Now it is well known that for a given temperature, the extent of and acid base reaction is a constant:

${K}_{a} = \frac{\left[{H}_{3} {O}^{+}\right] \left[{A}^{-}\right]}{\left[H A\right]}$

Clearly, for strong acids, ${K}_{a}$ is large, and ${K}_{a}$ is smaller for weaker acids.

Now this is a mathematical expression, which we are free to manipulate, provided that we do it to BOTH sides of the equation. Now we can take ${\log}_{10}$ of both sides of the equation:

${\log}_{10} {K}_{a}$ $=$ ${\log}_{10} \left(\left[{H}_{3} {O}^{+}\right]\right) + {\log}_{10} \left\{\frac{\left[{A}^{-}\right]}{\left[H A\right]}\right\}$

On rearrangement:

$- {\log}_{10} \left\{\left[{H}_{3} {O}^{+}\right]\right\} = - {\log}_{10} {K}_{a} + {\log}_{10} \left\{\frac{\left[{A}^{-}\right]}{\left[H A\right]}\right\}$

But by definition $- {\log}_{10} \left\{\left[{H}_{3} {O}^{+}\right]\right\} = p H$ and $- {\log}_{10} {K}_{a} = p {K}_{a}$.

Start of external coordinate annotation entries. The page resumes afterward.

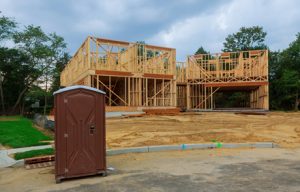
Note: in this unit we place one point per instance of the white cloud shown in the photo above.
(281, 20)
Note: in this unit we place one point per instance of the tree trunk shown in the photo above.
(45, 106)
(19, 99)
(2, 98)
(297, 101)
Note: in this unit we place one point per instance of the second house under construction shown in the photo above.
(148, 76)
(208, 75)
(132, 74)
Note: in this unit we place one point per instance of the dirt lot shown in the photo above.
(279, 127)
(195, 170)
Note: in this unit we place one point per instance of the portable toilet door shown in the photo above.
(79, 132)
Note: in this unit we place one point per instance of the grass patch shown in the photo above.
(18, 131)
(34, 153)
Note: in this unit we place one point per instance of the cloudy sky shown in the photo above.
(181, 24)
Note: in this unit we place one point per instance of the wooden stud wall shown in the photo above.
(207, 73)
(132, 74)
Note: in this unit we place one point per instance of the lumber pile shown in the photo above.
(162, 111)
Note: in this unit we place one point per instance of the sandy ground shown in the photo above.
(194, 170)
(282, 128)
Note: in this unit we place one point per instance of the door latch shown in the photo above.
(92, 129)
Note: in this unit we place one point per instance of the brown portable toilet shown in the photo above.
(79, 132)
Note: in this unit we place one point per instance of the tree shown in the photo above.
(285, 77)
(201, 50)
(248, 38)
(14, 69)
(43, 52)
(7, 28)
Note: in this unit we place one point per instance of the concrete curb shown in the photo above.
(156, 148)
(127, 150)
(189, 146)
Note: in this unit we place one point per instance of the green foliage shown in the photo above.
(285, 77)
(36, 58)
(19, 132)
(34, 153)
(248, 38)
(7, 27)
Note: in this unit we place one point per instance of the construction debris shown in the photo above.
(162, 111)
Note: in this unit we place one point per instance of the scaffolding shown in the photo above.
(131, 74)
(209, 74)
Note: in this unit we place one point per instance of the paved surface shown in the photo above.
(197, 170)
(6, 161)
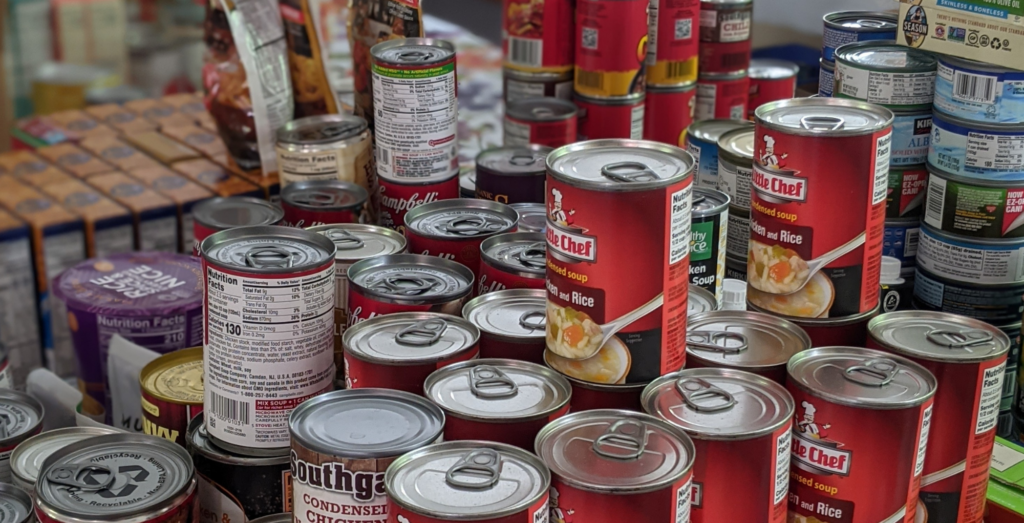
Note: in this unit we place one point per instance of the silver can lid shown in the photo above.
(743, 339)
(938, 336)
(410, 338)
(620, 165)
(466, 481)
(498, 390)
(366, 424)
(615, 451)
(861, 378)
(719, 403)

And so $p H = p {K}_{a} + {\log}_{10} \left\{\frac{\left[{A}^{-}\right]}{\left[H A\right]}\right\}$

And thus, when we tritrate a weak acid with a base, and plot $p H$ versus volume of titrant, at the point of half equivalence,

$p H = p {K}_{a}$ because ${\log}_{10} \left\{\frac{\left[{A}^{-}\right]}{\left[H A\right]}\right\} = {\log}_{10} \left\{1\right\} = 0 ,$ i.e at half equivalence, by definition $\left[H A\right] = \left[{A}^{-}\right]$.